Nissan calls the Juke a sport cross, as in crossover between an SUV and sports car. It's built on the Versa platform, but for the sake of sport it's 7 inches shorter and 3 inches wider than the Versa hatchback. It's popular with folks who like eye-catching design. It's been described as looking like an Australian jumping spider, and it's been called the Lady Gaga of compact crossovers.
It hasn't changed much in its three years, although in late 2013 the racy Nismo model was added, bringing action to those sport cross words. The Nismo offers 100 tweaks, including ECU re-mapping that increases the horsepower and torque a bit, a 10 percent stiffer suspension, and a cool presence with hot-looking 18-inch alloy wheels, a spoiler and more. Inside, there's synthetic suede trim with red stitching, and a leather-wrapped steering wheel with shift knob.

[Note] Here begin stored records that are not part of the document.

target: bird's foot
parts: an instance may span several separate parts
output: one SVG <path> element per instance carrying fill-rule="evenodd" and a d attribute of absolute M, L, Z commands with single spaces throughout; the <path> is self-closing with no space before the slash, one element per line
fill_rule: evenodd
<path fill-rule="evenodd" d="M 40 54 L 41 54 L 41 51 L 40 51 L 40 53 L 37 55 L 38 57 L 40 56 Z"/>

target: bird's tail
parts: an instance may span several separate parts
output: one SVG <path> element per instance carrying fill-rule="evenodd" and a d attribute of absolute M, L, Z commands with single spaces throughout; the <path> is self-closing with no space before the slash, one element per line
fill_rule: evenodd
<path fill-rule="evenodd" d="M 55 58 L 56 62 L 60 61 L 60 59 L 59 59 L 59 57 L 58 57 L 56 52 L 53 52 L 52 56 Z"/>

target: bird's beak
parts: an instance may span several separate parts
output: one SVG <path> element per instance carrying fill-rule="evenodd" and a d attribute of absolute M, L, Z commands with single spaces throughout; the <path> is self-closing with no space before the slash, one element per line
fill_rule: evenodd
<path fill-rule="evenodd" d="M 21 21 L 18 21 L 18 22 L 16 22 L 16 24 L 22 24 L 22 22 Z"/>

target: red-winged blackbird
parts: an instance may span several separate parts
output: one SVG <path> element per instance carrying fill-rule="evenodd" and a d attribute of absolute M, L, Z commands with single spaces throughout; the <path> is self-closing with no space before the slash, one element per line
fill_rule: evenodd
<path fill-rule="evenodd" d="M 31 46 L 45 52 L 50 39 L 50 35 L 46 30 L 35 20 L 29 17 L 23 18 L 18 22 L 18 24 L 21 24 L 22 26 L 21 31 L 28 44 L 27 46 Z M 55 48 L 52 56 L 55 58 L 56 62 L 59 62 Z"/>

The Juke is offered in four trim levels counting the Nismo, with either front- or all-wheel drive, and a 5-speed manual transmission or 6-step CVT. The all-wheel-drive system divides the torque 50-50 front/rear, and can move the torque between left and right wheels to meet traction demands.
The Juke seats five, but don't count on more than four for actually going anywhere. The standard rear seat is a fold-flat 60/40, so there's good cargo space behind the front seat, the easiest way to use Juke.
The comfortable front seats are covered with a sporty fabric in the SV and impressive leather in the SL, with classy synthetic suede trim in the Nismo. The center console design is inspired by a motorcycle gas tank, and its hard plastic trim is painted a glossy silver or deep metallic red. It's distinctive and way cool. Center armrest, however, is optional.
The fuel mileage with front-wheel drive and CVT is rated at 27 city/ 32 highway, and with all-wheel drive it's 2 mpg less. In 390 miles of driving with an all-wheel-drive Nismo, including freeway, around-town and a couple of spirited backroads runs with frequent full throttle, we averaged 25.8 mpg. The bad news is that premium gasoline is recommended.
The continuously variable transmission, or CVT, is a good one. It can be used like an automatic, shifted into Drive and forgotten, or shifted manually with six speed ranges. However, in the awd Nismo at least, the CVT isn't sporty enough, because it does too much on its own. A 6-speed manual gearbox is available for models with front-wheel drive. The manual transmission wrings out the quickest acceleration and is the most fun for this car, but the front-wheel drive transmits torque steer and allows understeer. What the Juke needs is all-wheel drive with a manual transmission. Then we'd agree with Nissan and call it a sport cross.